Comment: We received comments about our proposal in paragraph (b)(1) to change the community assessment from a three-year to a five-year timeline that would align with a program's five-year grant cycle. Some commenters supported this change because it removed unnecessary burden on programs. Commenters expressed concern that communities change rapidly and that five years is not frequent enough to review community needs.
Response: We think we strike the right balance between ensuring programs regularly assess and work to meet their community needs through an annual re-evaluation of particular criteria described in paragraph (b)(2) and § 1302.20(a)(2) and reduction of undue burden through alignment of the community assessment to the five-year grant cycle. We made no revisions to this timeline.
Comment: Many commenters recommended we change the requirement in paragraph (b)(2) that programs must annually review and update the community assessment to reflect any significant changes to the availability of publicly-funded full-day pre-kindergarten. These commenters expressed concern that public pre-kindergarten programs may not meet the needs of at-risk families because they do not offer a full spectrum of comprehensive services. Commenters offered specific suggestions for other community demographics to be considered in the annual review.
Response: Since the requirement to conduct community assessments was changed from every three years to every five years, this provision was intended to ensure programs annually capture what may be quickly changing demographic and policy landscape characteristics in their community. Emergence or expansion of publicly funded pre-kindergarten may offer new opportunities for partnerships and collaborations or it may offer new opportunities to extend the hours children receive services. We retained the standard that programs review and update the annual assessment to reflect any increase in the availability of publicly-funded pre-kindergarten including but not limited to “full-day” programs. In addition, we clarify that this review and update should take into account whether the pre-kindergarten available meets the needs of the population of the grantee serves. We revised paragraph (b)(2) to also include significant shifts in community resources, because community demographics was too narrow.

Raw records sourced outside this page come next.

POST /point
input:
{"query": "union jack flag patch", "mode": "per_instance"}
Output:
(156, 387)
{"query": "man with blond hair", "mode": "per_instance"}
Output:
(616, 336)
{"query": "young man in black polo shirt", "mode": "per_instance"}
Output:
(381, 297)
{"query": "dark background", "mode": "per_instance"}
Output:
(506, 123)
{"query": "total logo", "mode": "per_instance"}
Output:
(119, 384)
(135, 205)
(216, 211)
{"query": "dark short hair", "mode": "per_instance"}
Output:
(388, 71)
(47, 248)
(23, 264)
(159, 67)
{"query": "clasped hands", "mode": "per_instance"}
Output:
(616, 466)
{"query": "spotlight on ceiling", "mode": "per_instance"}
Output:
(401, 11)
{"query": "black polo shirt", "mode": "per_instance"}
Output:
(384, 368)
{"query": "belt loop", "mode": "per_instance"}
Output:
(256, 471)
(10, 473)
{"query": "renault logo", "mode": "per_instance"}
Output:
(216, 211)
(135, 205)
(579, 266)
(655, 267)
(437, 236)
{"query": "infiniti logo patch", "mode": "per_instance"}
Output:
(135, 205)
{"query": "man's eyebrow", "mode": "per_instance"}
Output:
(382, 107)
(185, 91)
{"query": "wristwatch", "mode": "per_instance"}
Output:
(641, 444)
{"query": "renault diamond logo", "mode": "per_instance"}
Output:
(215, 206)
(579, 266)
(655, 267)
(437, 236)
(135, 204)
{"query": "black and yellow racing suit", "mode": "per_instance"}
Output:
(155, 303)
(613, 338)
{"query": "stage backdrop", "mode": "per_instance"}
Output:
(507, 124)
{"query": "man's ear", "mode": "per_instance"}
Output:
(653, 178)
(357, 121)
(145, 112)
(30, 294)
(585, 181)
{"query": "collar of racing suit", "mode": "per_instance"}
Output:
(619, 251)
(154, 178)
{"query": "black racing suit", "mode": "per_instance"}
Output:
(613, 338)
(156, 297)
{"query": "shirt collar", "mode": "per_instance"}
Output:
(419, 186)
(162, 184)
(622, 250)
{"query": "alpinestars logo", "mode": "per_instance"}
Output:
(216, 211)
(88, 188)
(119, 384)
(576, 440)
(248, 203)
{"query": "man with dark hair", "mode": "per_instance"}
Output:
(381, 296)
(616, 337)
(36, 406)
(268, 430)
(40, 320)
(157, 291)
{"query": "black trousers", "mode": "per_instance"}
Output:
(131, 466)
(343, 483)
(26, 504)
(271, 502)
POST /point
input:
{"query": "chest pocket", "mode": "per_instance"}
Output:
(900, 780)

Comment: We received some comments in support of our proposed standard in paragraph (b)(3) for programs to consider whether characteristics of the community allow them to operate classes with children from diverse economic backgrounds. These commenters noted research demonstrates participation in mixed-income classes is beneficial to children from low-income families and stated the standard would support a broader notion of innovative funding models. We also received many comments requesting additional guidance to ensure this standard did not result in fewer services for income eligible children.

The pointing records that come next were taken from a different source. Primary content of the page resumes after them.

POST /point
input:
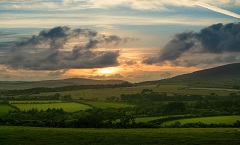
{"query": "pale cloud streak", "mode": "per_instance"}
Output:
(217, 9)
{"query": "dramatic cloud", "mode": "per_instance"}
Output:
(219, 40)
(62, 48)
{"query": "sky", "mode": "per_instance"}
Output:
(132, 40)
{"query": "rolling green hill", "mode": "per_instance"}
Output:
(226, 76)
(225, 72)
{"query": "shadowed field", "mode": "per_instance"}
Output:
(59, 136)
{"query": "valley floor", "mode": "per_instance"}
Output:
(10, 135)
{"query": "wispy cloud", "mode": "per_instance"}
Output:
(217, 9)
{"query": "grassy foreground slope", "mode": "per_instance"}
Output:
(57, 136)
(68, 107)
(207, 120)
(5, 109)
(104, 105)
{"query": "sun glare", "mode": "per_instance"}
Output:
(106, 71)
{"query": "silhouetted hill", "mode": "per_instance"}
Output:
(225, 72)
(54, 83)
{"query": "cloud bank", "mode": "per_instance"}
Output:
(214, 44)
(62, 48)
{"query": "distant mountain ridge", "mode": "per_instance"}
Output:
(225, 72)
(225, 76)
(55, 83)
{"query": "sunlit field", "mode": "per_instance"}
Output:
(102, 94)
(104, 105)
(5, 109)
(207, 120)
(68, 107)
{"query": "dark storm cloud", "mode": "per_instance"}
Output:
(62, 48)
(57, 73)
(215, 39)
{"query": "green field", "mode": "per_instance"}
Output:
(60, 136)
(207, 120)
(35, 101)
(4, 108)
(104, 105)
(68, 107)
(147, 119)
(102, 94)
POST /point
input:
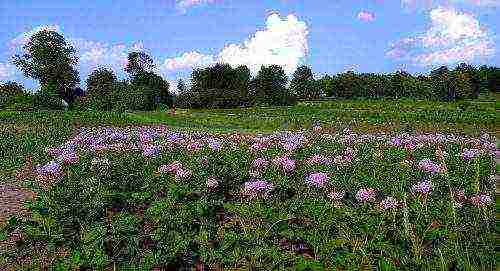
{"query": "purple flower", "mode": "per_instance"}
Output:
(172, 167)
(52, 168)
(468, 154)
(429, 166)
(260, 163)
(70, 157)
(285, 163)
(182, 174)
(212, 183)
(336, 195)
(255, 188)
(318, 159)
(317, 179)
(481, 200)
(150, 150)
(215, 145)
(422, 187)
(366, 195)
(389, 203)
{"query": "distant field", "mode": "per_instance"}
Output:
(31, 132)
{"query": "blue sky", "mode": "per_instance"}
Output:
(329, 36)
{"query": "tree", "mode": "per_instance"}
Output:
(49, 59)
(155, 87)
(326, 85)
(100, 87)
(139, 62)
(270, 86)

Response: The intent of this requirement is for Head Start programs to consider whether it is feasible to implement a mixed-income delivery model. Research finds such models to be beneficial to the educational outcomes of children from low-income families.[40 41] However, we revised this paragraph to clarify programs must not enroll children from diverse economic backgrounds if it would result in them serving less than their eligible funded enrollment. In addition, to both support consideration of innovative funding models and clarify our intent that children funded through other sources must not receive services instead of children eligible for Head Start, we revised paragraph (b)(3), and §§ 1302.15(d) and 1302.18(b)(2).

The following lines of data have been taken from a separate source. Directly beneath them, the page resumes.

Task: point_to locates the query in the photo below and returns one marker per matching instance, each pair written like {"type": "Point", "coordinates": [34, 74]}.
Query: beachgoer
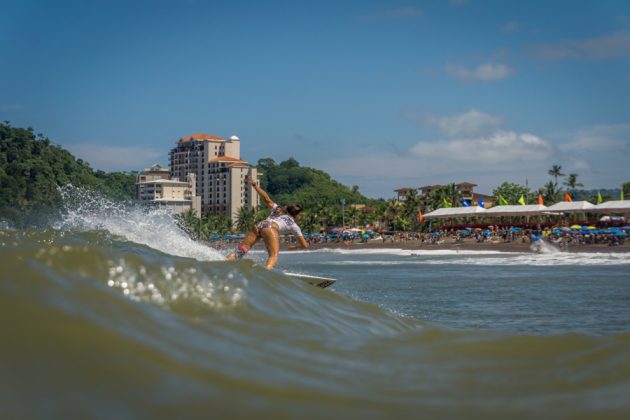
{"type": "Point", "coordinates": [281, 221]}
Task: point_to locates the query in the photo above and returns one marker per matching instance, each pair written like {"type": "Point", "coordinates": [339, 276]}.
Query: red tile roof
{"type": "Point", "coordinates": [226, 159]}
{"type": "Point", "coordinates": [201, 136]}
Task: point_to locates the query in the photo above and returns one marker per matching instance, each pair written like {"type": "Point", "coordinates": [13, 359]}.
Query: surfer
{"type": "Point", "coordinates": [281, 221]}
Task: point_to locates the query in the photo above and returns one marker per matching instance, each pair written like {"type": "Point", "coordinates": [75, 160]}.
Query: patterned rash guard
{"type": "Point", "coordinates": [285, 222]}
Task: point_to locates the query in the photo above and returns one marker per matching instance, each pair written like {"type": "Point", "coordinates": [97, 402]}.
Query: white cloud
{"type": "Point", "coordinates": [500, 147]}
{"type": "Point", "coordinates": [604, 47]}
{"type": "Point", "coordinates": [11, 107]}
{"type": "Point", "coordinates": [600, 138]}
{"type": "Point", "coordinates": [110, 158]}
{"type": "Point", "coordinates": [471, 122]}
{"type": "Point", "coordinates": [483, 72]}
{"type": "Point", "coordinates": [406, 12]}
{"type": "Point", "coordinates": [510, 27]}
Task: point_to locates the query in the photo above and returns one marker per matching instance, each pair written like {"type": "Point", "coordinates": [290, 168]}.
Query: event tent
{"type": "Point", "coordinates": [517, 210]}
{"type": "Point", "coordinates": [572, 207]}
{"type": "Point", "coordinates": [615, 206]}
{"type": "Point", "coordinates": [452, 212]}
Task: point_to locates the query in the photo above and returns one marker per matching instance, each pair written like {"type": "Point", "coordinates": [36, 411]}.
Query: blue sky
{"type": "Point", "coordinates": [381, 94]}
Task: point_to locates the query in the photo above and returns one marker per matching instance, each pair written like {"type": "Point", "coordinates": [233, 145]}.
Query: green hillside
{"type": "Point", "coordinates": [288, 182]}
{"type": "Point", "coordinates": [32, 167]}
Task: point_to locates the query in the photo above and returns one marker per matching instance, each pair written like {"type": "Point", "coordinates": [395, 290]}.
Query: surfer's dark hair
{"type": "Point", "coordinates": [293, 209]}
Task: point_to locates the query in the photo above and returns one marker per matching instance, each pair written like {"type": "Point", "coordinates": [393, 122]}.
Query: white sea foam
{"type": "Point", "coordinates": [403, 252]}
{"type": "Point", "coordinates": [152, 227]}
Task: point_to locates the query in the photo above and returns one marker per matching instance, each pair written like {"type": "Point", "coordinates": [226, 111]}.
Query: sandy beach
{"type": "Point", "coordinates": [471, 245]}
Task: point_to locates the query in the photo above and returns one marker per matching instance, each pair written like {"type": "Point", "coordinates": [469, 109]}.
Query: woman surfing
{"type": "Point", "coordinates": [282, 220]}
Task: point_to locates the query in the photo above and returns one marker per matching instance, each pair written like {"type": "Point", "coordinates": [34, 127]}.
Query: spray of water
{"type": "Point", "coordinates": [153, 227]}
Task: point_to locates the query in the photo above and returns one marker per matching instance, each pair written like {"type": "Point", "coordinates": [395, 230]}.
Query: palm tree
{"type": "Point", "coordinates": [556, 171]}
{"type": "Point", "coordinates": [572, 182]}
{"type": "Point", "coordinates": [549, 193]}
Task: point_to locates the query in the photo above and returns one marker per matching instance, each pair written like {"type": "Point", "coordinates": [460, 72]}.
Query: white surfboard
{"type": "Point", "coordinates": [318, 281]}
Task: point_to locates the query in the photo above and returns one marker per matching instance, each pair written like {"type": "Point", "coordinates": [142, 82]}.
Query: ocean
{"type": "Point", "coordinates": [113, 312]}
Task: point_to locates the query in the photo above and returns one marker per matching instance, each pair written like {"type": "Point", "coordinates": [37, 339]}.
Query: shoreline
{"type": "Point", "coordinates": [411, 245]}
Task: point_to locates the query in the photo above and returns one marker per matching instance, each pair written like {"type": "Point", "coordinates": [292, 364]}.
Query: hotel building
{"type": "Point", "coordinates": [221, 174]}
{"type": "Point", "coordinates": [154, 186]}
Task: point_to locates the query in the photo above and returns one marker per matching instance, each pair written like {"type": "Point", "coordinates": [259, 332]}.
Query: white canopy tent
{"type": "Point", "coordinates": [615, 206]}
{"type": "Point", "coordinates": [517, 210]}
{"type": "Point", "coordinates": [572, 207]}
{"type": "Point", "coordinates": [450, 213]}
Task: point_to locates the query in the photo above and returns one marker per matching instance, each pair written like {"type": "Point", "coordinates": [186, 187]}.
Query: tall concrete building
{"type": "Point", "coordinates": [154, 187]}
{"type": "Point", "coordinates": [221, 174]}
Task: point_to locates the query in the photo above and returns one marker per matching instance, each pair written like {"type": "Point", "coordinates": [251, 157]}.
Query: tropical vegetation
{"type": "Point", "coordinates": [32, 168]}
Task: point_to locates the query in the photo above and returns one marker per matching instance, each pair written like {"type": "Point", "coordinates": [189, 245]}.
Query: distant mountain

Section 1302.12 Determining, Verifying, and Documenting Eligibility
This section includes the process for programs to determine, verify, and document child and family eligibility for Head Start programs. We reorganized these requirements to clarify and better reflect best practices in the field. We also made technical and structural changes to standards that caused confusion in the field after publication in February 2015 of the final rule on eligibility, to eliminate duplication, and to update terms such as replacing “land-base” with “service area.”
Comment: Commenters suggested changes to paragraph (a), which provides an overview of the process to determine, verify, and document eligibility. Suggestions included a recommendation to delineate more specific conditions under which alternative methods for eligibility determination would be approved and when in-person interviews would always be required.
Response: We made one revision to paragraph (a). We noted that telephone interviews could be permitted when it was more convenient for the family and eliminated the need to document the reason. Otherwise we made no revisions as we think paragraph (a)(3) is broad enough to provide flexibility and encourage innovation at the local level.
Comment: Many commenters expressed concern about the age provisions in paragraph (b). For example, some supported children transitioning to Head Start as soon as they turn three years old, whereas others suggested children stay in Early Head Start until the next program year. Others suggested that transitions should be based on developmental needs rather than birthdays. Many commenters were concerned about how the standards in this paragraph and paragraph (j) interacted with the allocation of funds for Early Head Start-Child Care Partnerships (EHS-CC Partnerships). Specifically, commenters were concerned that EHS-CC Partnerships Start Printed Page 61313can serve children up to 48 months of age for family child care, and paragraph (b)(1) states a “child must be an infant or a toddler younger than three years old.”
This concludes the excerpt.